In other words, the information is already in every call, but no one is looking at it.
Simon McAllister
That’s valuable information Laurence, thanks. I guess that’s not resident in circuit-switched networks. However, it’s all moving to packet-switched. I’ve always suspected that the providers don’t want calls blocked in fear of impacting their revenue…
Laurence Marks
Right. It’s the control protocol developed for ISDN calling in the 1980s, move to Gen 3 cellphones in the 1990s, and VoIP in the 2000s. It’s also why it was relatively straightforward to add WiFi calling and WiFi-to-OTA-to WiFi handoffs in Gen 4.
I think the real reason for stalling is that broad blocking based on this bit would disable all the techies that are running their own VoIP gateways using Asterisk open-source VoIP gateway software. It would require development of an authentication protocol, something analogous to SPF, DKIM, or DMARC for email.
Maybe updating Q.931 to prevent abuse is needed, similar to the updates that have been made to TELNET, SMTP, RLOGIN, SMTP, HTTP, and many other protocols that were developed before jerks got onto the internet.
Me? I’m paying a few bucks a month for a VoIP provider, but I can understand/sympathize with those that do it from home.
Larry
epic_null
I bet shaken/stir would be a big help here since DOJ and hospital numbers would be harder to properly spoof.
John C
The Answer to robo calls is reverse Carrier Access Billing (CABS). Each carrier passing a call from the direction of the originator to the adjacent carrier in the direction of the destination should be charged a small fee (pennies) for passing the call request. The fees would balance to near zero, except for a carrier originating robocalls, whom would be left holding the bag: A sack full of originating calls for which the carrier would not get a balancing reimbursement. It’s the reverse of classic CABS, for which all carriers are familiar.
Mahhn
Yo telecoms, I disconnected my land line because you can’t do basic security.
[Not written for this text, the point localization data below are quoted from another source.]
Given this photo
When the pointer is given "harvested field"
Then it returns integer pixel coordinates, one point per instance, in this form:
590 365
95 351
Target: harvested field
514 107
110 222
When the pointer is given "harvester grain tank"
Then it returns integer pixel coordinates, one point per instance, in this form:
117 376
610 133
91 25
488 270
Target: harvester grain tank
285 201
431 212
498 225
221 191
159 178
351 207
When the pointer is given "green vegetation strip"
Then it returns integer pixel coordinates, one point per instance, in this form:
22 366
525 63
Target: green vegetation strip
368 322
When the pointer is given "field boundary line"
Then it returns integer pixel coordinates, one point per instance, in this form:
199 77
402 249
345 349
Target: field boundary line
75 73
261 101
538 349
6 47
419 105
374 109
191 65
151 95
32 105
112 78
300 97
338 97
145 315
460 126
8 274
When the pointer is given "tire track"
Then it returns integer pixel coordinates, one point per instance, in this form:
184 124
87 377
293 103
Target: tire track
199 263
How much business can you afford to lose before you pull your head out of,,, the sand.
Vee
Got a call yesterday from an Absent Number Robocall. I pay to block absent numbers. My carrier is going to answer this question or lose a longtime customer. VZW watch out. Also on the DoNotCsll list yet i’m told the DNC list sells them their lists
Mahhn
Its crazy but the DNC list does not apply to non profits and political parties… So the DNC list can be bought by the DNC and everyone is SOL. The only way Telecoms will listen, is to hurt them in the wallet.